Python Selenium + PhantomJS on AWS EC2 Ubuntu Instance - Headless Browser Automation
Selenium and PhantomJS working in conjunction is one of the best headless browser automation options available today. I had been running a task written in Python on my local Mac OS X Yosemite for some time. I was trying to schedule the same job on my EC2 Ubuntu (14.04 64-bit) instance, but I ran into way more trouble than I anticipated. This is a summary of the research I did to get it working on my EC2 machine.
Step 1: Install PhantomJS
sudo apt-get install build-essential g++ flex bison gperf ruby perl libsqlite3-dev libfontconfig1-dev libicu-dev libfreetype6 libssl-dev libpng-dev libjpeg-dev python
git clone git://github.com/ariya/phantomjs.git
cd phantomjs
git checkout 2.0
./build.sh
Go ahead and move the file generated in /bin/phantomjs to an executable PATH
Step 2: Install Selenium Through pip
2.1 Install Python pip
wget https://bootstrap.pypa.io/get-pip.py
sudo python get-pip.py
2.2 Install Selenium using pip
sudo pip install selenium
Step 3: Python Selenium Code
To my horror, copy pasting my Python code on my Mac OS did not work on my Ubuntu instance! I kept taking screenshots to see what the screen is showing, and it was showing blanks! I finally found the --ssl-protocol issue.
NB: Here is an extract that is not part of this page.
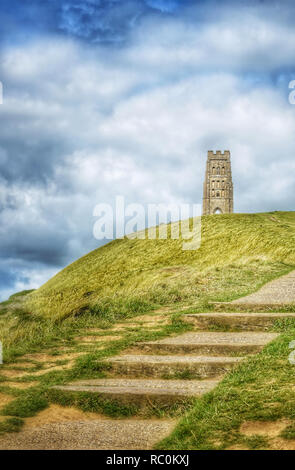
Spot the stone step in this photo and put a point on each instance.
(209, 343)
(141, 391)
(172, 366)
(241, 321)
from selenium import webdriver
from selenium.webdriver.common.keys import Keys
driver = webdriver.PhantomJS(service_args=['--ssl-protocol=any'])
driver.implicitly_wait(10)
driver.get('http://www.python.org/')
assert "Python" in driver.title
elem = driver.find_element_by_name("q")
elem.send_keys("pycon")
elem.send_keys(Keys.RETURN)
assert "No results found." not in driver.page_source
print(driver.title)
driver.quit()
I tried the Implicit Wait option in selenium. If you are less certain about the performance of the page you are testing, you should try Explicit Wait.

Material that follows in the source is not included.